ENKAZDAKİ ÇİÇEKLER UMUDUN SEMBOLÜ
Kahramanmaraş merkezli depremlerin en çok etkilediği şehir Hatay. Yerle bir olan kentte yara sarma çalışmaları sürüyor. Hataylılar zor koşullara rağmen hayata tutunmaya çalışıyor. Onların hayata tutunmaya çabasına, Hataylı bir illüstratör olan Çağla Köseoğlu da yıkılan binaların üzerine, “umuda yer açılsın” diye “günebakan” resimleri çizerek, destek olmaya çalışıyor.

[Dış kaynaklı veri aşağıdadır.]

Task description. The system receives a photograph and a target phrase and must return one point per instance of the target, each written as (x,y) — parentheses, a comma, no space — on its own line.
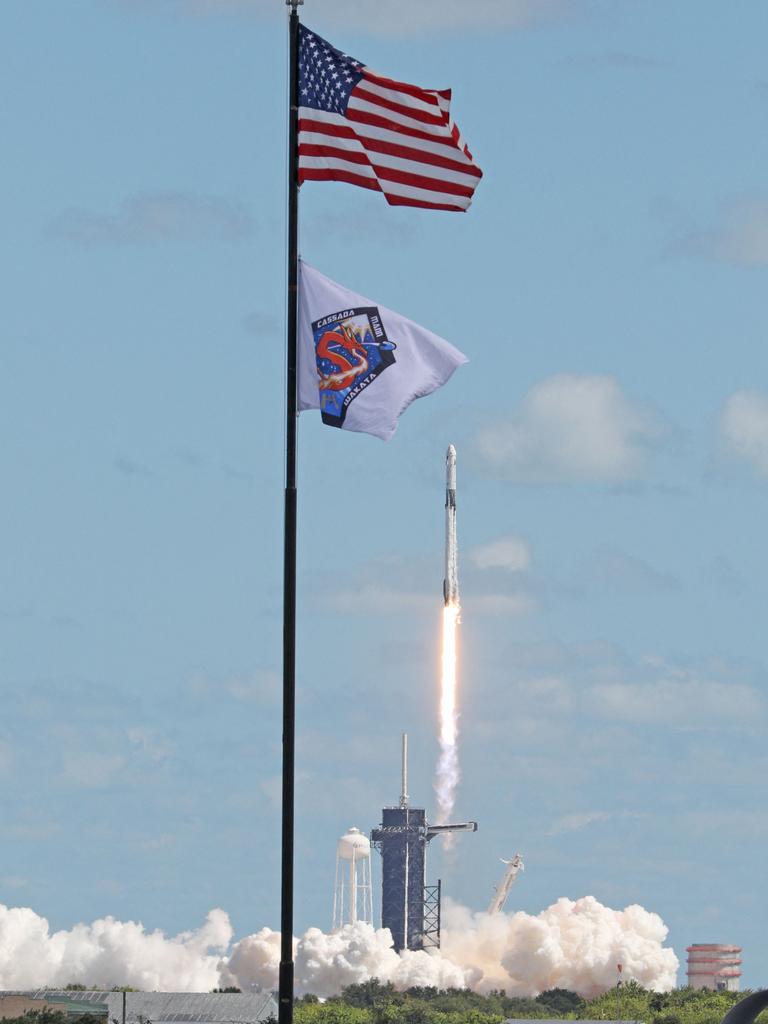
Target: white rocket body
(451,580)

Marmara Üniversitesi Güzel Sanatlar Fakültesi mezunu olan Köseoğlu, Hatay Akademi Senfoni Orkestrası ve Onur Polat’ın “Hatay’ı renklendiriyoruz” çağrısının ardından kente gelerek çalışmalarına başlamış:
BOŞ BİR DUVARLA BAŞLADI
“Aslında amacım Hatay Akademi Senfoni Orkestrası ve Onur Polat’ın çağrısına katılmaktı. Çizim yaparken boş bir duvar gördüm ve aklıma Maraş’ta çekilen ayçiçeklerinin fotoğrafı geldi. Ve yıkılacak bir evin duvarına yaptım. Hem mekanın hatırasına saygı hem de yıkıntılar arasında umuda yer açsın diye. Küçük bir kız kendi konteynerine de yapıp yapamayacağımı sordu. Çizimi yaptığımda o küçük kızın mutlu olması beni de mutlu etti, böyle karar vermiş oldum aslında. Amacım insanlara hem umut vermek hem enkazlar arasında yaşamın olduğunu vurgulamaktı.”
ESKİ ANTAKYA’NIN UMUDU
Neden “günebakan” resimleri çizdiğine ilişkin soruya da Köseoğlu şöyle cevap veriyor:
“Benim doğduğum ev de, çocukluğumun geçtiği ev de yıkılmış, buralar birçok insana mezar oldu. Zeytinliklerle dolu olan köylerde, plansız bir yapılaşma oldu. Ve bir çoğu arkadaşlarımıza, ailemize, eşimize, dostumuza mezar oldu. Rönesans Rezidans Cennet Bir Köşe olarak tanıtılmıştı. Buralarda bir zamanlar yaşam vardı ve yaşayan insanlar günebakanlardı. Bu benim için bir vefa borcu ve anma, hatırlama, hatırlatma. İnsanların evlerinin mezar olması, kulağa o kadar ağır geliyor ki. Bunu görmezden gelemeyiz, o alanlardaki yaşamı hatırlamalı, unutturmamalıyız, o binaları yapanlara da izin verenlere de öfkelenmeliyiz. Bu yıkımın ardında bir zamanlar yaşam vardı ve yine yeşerecek olan bir yaşam var. Umudumuz var. Ben yaparken yaşayanları düşünüyorum, hikâyeleri düşünüyorum. Eski Antakya’nın umudunu hissediyorum insanlara birazcık umut hissettirsin istiyorum.”